I promise this will take a lot less time than reading the hyperlinks, the government’s latest 382 page report and watching the literally hours of lectures, talks & video I’ve included. There’s also GIF’s, because that’s how you get people to read stuff these days, apparently.
Since completing a degree in which I pertain to be a ‘Master’ of The International Politics of the Internet, I still find myself endlessly confused by the fast paced landscape of technological policy and both simultaneously in awe of, and infuriated by those I read daily, reporting and writing about it.
Having spent the past year attempting to attain gainful employment, I have stumbled upon no end of job suggestions, interview tips and procrastinating clickbait entitled ‘things all twenty-something’s are finally figuring out’. Apparently, I am not qualified for anything, yet if I am to believe such articles, “everyone is totally just winging it, all the time” anyway.
If this really is true, then my fear of inevitably failing, misunderstanding or completely missing the boat is also something Quinn Norton, Stephen Levy,Susan Crawford,Manoush Zomorodi, Tim Wu, Madeline Carr, Andrea Calderaro, Helen Margetts and countless others I idolise, and whose content I vigorously consume like a hungry honey badger, have also been through.
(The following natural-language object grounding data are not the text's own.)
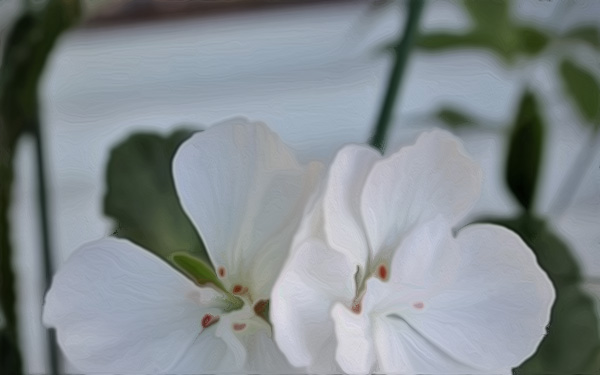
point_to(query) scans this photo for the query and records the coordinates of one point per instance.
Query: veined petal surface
(245, 192)
(119, 308)
(432, 177)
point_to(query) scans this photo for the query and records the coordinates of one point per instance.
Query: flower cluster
(353, 268)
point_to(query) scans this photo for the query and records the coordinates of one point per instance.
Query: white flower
(119, 308)
(377, 279)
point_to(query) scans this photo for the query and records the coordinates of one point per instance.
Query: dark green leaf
(586, 34)
(443, 41)
(583, 87)
(572, 345)
(488, 13)
(141, 195)
(196, 269)
(454, 118)
(525, 152)
(532, 41)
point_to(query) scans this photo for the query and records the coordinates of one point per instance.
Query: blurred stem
(575, 175)
(401, 53)
(42, 188)
(11, 358)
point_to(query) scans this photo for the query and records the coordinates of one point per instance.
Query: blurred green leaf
(532, 41)
(586, 34)
(141, 195)
(572, 345)
(455, 118)
(583, 87)
(492, 30)
(489, 13)
(525, 152)
(199, 271)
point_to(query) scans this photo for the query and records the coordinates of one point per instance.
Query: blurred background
(517, 81)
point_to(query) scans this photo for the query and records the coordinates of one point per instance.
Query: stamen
(382, 271)
(208, 320)
(238, 289)
(260, 306)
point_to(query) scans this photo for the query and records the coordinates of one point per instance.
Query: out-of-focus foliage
(200, 272)
(583, 87)
(141, 195)
(525, 152)
(585, 34)
(25, 53)
(493, 30)
(455, 118)
(572, 345)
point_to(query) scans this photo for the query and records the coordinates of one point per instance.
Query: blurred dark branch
(401, 54)
(27, 48)
(575, 174)
(138, 11)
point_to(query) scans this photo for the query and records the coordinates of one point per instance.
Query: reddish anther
(209, 320)
(382, 271)
(238, 289)
(260, 307)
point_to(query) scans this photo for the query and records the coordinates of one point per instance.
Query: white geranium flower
(118, 308)
(377, 279)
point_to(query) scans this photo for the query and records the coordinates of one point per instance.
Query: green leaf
(455, 118)
(442, 41)
(586, 34)
(572, 345)
(525, 152)
(196, 269)
(141, 195)
(489, 13)
(583, 87)
(532, 41)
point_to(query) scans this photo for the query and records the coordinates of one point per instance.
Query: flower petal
(493, 314)
(118, 308)
(402, 350)
(354, 353)
(245, 193)
(415, 184)
(341, 208)
(313, 279)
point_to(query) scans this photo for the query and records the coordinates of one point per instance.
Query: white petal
(207, 352)
(118, 308)
(415, 184)
(494, 314)
(313, 279)
(402, 350)
(426, 261)
(264, 357)
(245, 193)
(354, 352)
(341, 208)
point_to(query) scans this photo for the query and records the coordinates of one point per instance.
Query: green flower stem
(401, 53)
(46, 248)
On the other hand, if it’s not true, and my incessant confusion about how to effectively craft policy around something which is literally infusing every iota of our existence on an unprecedented scale is a misnomer, and a mere failure to grasp the actual big picture, then I implore those reading to stop doing so and immediately attempt to regain the minute or so’s worth of inane scrolling I have so cruelly taken from you. However, I’m 99% sure I’m not wrong about that, so here. goes. nothing.One thing that certainly is clear, is that the intersections between politics, economics, society and technology have never been so grey and foggy.
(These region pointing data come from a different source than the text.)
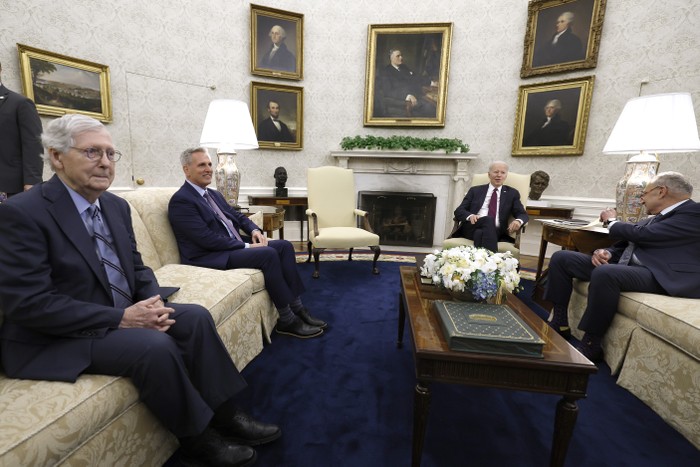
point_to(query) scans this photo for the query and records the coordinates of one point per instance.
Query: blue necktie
(104, 246)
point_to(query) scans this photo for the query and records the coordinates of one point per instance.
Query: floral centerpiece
(481, 272)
The West’s reliance onlaissez-faire back-seat regulation and the principle of a self-governing multi-stakeholder marketplace has actually done well in getting us this far, but at some point during the past five years, these grey intersections have become worn, overpopulated and full of ever deepening pot-holes that only well crafted and effective policy and governance can fill in and smooth over. Mary Cummings, an associate professor at the Department of Mechanical Engineering and Materials Science at Duke University has recently stated herself on the subject of drones, that “People want to blame the technology when it is policy that is the real culprit.” Professor Mary is right, and this applies to more than just drones.